Version 2 (modified by dread, 4 years ago) (diff) |
---|
SOLR Interface
Use Cases
As an admin of a CKAN instance I want to have the facility to use SOLR, both alongside and as a replacement for the existing full text search in CKAN.
Design
There are two main options for getting data into SOLR:
- POST the records to SOLR in XML format (docs)
- Direct connection Setup SOLR (docs)
- Provide SELECT statements to do queries
- Process is initiated by doing a GET to a particular SOLR URL
The preference is for the first option as the abstraction provides more flexibility in the db and more control about what gets indexed.
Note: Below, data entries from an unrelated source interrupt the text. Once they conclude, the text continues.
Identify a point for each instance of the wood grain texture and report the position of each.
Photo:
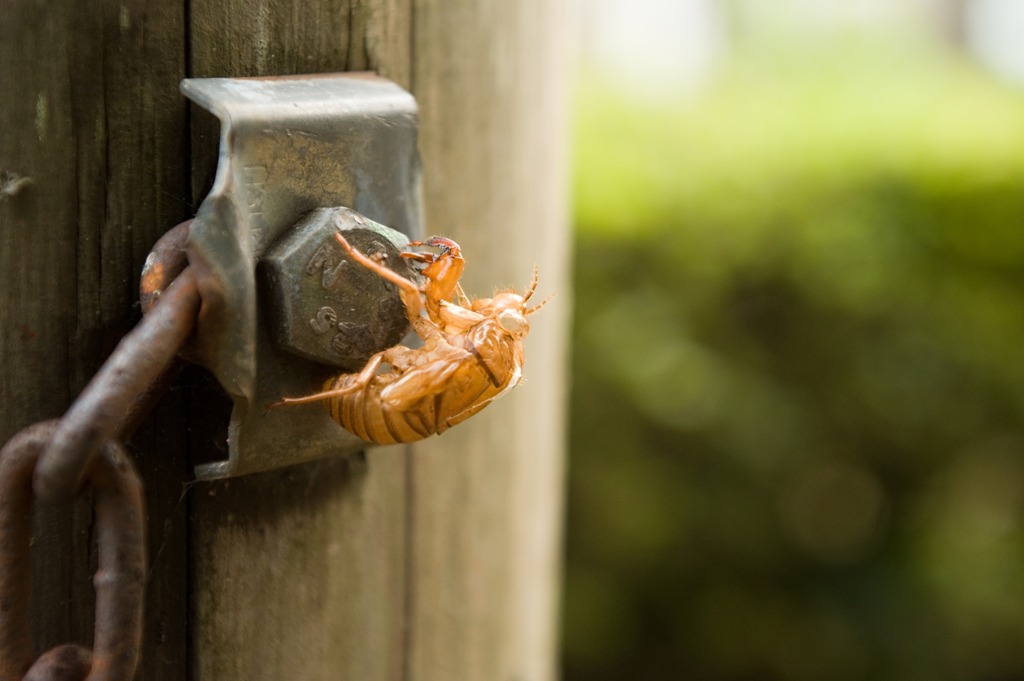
(91, 173)
(492, 79)
(300, 573)
(437, 561)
When to index a package? Currently we index it on database after_insert and after_update triggers. But this might seriously slow down a large data import since the indexing requires a POST over the internet. Maybe keep the triggers, but for a batch import we can turn them off and then manually run the indexing. Alternatively store up changes and do an hourly cron.
Tickets
- Get a SOLR instance running locally and/or eu1, using basic config.
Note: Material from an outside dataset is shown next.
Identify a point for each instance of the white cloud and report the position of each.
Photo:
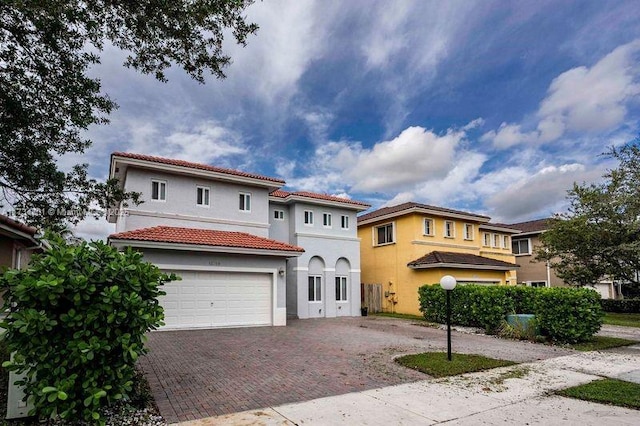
(546, 190)
(581, 100)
- Get indexing and searching working with name and title fields only:
- Harness one of the three python SOLR libraries to send SOLR Update XML of CKAN Packages (triggered on the command-line).
- Write tests for SOLR by sending data with SOLR library and using JSON interface for queries.
- Get it working with all package fields, optimising the field descriptions in schema.xml.
- Trigger the indexing sensibly (as decided above).
- Provide option to connect CKAN's search WUI to SOLR back-end.
- Developer docs - description of how to setup SOLR and provide link to schema.xml in developer docs.